Identification for DDI 4
This version: 2014-03-27
Prepared By: Dan Smith-Colectica, reviewed and modified at NADDI Sprint
This document outlines the DDI Technical Committee discussion on identification in DDI 4 from February 2014.
- Global Uniqueness
- Alignment with DDI 3.2 Lifecycle
- Alignment with ISO/IEC 11179-6
- Semantics work in both XML and RDF serializations
- Any URI pattern may be used in the RDF serialization
Requirement 6 Note:
Many organizations may have preexisting URI schemes, or have URI patterns imposed on them other organizations or governments. DDI will not require any specific information or pattern to be contained in the URIs of described resources.
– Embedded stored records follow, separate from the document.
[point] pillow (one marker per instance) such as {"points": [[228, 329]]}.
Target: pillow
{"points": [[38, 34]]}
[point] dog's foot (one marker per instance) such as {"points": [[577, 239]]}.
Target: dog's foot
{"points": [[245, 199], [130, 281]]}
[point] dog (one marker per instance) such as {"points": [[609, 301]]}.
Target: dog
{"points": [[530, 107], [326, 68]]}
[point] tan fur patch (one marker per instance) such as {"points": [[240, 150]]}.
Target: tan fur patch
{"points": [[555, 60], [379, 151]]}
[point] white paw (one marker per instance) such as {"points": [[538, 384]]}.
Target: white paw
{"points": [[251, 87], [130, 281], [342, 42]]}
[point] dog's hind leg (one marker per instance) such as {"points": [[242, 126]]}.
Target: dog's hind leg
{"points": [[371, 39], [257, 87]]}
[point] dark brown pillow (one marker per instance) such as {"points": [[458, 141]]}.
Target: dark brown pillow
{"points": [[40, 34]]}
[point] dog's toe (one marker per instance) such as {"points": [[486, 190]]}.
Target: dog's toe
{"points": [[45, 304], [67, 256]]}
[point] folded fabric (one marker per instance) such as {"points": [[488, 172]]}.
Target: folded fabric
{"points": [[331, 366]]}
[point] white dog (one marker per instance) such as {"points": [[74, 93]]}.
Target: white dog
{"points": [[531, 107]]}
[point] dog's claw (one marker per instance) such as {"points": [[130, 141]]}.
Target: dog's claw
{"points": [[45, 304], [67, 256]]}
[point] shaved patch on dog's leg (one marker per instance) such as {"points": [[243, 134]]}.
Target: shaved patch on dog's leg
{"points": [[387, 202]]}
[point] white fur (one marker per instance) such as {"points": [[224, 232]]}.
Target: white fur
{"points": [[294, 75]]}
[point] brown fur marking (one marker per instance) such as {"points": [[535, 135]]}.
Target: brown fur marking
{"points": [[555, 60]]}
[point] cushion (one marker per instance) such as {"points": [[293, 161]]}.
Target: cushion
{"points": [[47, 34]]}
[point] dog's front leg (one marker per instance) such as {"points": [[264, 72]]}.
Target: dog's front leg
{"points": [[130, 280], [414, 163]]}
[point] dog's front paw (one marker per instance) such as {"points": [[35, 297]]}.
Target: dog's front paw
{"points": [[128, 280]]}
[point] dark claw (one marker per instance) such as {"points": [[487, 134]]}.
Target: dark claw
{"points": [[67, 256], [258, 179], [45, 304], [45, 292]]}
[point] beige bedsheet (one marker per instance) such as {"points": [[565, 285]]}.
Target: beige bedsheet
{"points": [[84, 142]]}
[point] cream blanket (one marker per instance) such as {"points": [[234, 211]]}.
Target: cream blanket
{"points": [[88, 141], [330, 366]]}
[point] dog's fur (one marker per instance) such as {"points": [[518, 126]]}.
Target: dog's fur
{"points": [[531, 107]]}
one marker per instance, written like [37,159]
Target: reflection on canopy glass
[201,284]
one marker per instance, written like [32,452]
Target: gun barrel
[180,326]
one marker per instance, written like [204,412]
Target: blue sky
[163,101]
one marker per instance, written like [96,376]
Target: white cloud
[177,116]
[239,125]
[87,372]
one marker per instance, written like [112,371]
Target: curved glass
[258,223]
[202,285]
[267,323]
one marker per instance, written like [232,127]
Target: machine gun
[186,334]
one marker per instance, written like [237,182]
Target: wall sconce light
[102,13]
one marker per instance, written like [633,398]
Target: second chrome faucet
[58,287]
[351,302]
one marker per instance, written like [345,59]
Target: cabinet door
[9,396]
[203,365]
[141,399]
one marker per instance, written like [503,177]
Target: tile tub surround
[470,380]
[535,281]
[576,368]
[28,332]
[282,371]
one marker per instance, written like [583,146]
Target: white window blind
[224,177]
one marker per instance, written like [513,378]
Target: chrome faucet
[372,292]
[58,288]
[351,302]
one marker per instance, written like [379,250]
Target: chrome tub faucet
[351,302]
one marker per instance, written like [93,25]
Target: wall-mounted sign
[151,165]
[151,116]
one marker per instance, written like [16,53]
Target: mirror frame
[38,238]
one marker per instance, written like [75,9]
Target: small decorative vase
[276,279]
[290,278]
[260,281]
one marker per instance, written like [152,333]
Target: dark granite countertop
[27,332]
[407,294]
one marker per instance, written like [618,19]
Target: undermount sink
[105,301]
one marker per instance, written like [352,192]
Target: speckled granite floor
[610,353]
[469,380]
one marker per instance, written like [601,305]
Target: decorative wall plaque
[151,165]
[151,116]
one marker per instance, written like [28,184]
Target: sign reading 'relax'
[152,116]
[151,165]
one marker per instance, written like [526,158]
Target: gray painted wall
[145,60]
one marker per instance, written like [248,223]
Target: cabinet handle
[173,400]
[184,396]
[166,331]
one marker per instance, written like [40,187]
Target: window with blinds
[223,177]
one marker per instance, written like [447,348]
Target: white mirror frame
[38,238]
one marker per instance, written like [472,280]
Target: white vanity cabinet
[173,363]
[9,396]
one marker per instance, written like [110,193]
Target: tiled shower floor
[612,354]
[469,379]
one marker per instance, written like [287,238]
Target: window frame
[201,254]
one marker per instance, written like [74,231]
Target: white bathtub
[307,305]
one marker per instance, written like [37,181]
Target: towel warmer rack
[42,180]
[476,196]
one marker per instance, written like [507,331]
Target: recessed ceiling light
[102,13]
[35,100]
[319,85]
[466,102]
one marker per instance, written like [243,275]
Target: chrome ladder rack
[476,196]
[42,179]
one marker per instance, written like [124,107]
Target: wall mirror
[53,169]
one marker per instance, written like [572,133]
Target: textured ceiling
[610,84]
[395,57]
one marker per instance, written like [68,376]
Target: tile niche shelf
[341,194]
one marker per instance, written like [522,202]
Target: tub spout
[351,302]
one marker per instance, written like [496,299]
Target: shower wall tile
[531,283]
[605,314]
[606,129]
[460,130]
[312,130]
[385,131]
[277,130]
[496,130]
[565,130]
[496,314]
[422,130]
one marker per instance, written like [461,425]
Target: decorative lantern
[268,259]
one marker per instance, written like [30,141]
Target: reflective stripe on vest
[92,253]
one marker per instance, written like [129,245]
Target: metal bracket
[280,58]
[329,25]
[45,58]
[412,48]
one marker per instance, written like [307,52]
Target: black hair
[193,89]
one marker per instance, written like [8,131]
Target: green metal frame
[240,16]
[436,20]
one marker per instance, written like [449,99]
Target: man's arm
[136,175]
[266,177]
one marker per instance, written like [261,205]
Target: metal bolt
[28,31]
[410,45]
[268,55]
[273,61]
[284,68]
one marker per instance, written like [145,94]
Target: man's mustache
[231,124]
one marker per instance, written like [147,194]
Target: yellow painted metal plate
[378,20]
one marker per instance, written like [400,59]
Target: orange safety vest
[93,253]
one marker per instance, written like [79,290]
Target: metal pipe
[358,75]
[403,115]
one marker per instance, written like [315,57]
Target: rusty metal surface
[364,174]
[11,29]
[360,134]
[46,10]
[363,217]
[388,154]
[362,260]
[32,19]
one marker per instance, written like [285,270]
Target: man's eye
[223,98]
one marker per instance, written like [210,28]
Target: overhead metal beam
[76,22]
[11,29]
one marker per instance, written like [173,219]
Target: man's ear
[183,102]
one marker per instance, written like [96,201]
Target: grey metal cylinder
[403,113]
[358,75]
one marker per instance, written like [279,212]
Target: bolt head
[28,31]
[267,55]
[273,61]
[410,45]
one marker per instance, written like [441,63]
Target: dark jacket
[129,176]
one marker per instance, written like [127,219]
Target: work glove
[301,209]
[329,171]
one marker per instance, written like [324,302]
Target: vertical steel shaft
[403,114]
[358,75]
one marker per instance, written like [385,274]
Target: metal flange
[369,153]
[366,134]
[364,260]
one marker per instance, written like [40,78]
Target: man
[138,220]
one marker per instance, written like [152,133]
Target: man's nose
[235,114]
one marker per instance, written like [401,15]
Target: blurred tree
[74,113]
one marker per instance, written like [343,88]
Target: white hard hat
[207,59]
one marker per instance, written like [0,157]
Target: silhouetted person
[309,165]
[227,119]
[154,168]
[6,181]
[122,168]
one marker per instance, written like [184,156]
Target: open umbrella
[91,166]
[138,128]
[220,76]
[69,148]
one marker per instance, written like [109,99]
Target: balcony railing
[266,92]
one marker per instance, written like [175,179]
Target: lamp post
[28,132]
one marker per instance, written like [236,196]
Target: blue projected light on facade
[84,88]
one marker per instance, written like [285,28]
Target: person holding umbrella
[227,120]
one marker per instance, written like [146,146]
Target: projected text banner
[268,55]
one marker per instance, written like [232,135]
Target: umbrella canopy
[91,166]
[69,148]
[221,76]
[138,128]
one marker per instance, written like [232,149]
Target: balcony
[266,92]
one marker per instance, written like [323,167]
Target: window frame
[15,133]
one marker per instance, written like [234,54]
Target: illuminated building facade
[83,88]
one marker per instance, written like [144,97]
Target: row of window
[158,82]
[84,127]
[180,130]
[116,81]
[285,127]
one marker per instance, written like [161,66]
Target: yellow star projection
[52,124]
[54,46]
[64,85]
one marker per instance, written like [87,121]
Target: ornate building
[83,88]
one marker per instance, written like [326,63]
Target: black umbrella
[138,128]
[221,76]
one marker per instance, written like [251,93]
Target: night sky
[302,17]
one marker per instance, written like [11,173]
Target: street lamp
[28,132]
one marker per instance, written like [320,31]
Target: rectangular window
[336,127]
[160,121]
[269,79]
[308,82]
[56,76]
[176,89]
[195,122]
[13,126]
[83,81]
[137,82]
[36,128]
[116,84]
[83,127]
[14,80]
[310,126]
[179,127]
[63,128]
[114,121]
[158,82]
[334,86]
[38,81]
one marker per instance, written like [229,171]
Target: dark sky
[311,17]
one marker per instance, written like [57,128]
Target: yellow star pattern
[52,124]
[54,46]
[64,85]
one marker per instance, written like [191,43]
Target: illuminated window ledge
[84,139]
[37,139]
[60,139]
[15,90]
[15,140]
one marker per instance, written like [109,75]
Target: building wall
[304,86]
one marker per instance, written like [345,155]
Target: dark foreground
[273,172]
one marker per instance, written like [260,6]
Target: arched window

To align with both DDI 3.x and ISO/IEC 11179-6, the identifier system will continue to be based on a combination of:
- Agency Identifier
- Item Identifier
- Item Version
These parts correspond to the agency, id, and version used in DDI 3.x and to the registration authority identifier (RAI), data identifier (DI), and version identifier (VI) constituting the international registration data identifier (IRDI) in ISO/IEC 11179-6
In DDI 3.x, all items had an agency, item id, and version. However, some types of items could inherit a parent item’s agency. Some items would inherit a parent item’s version. In DDI 4, all items will have their own Agency, Item Identifier, and Item Version specified.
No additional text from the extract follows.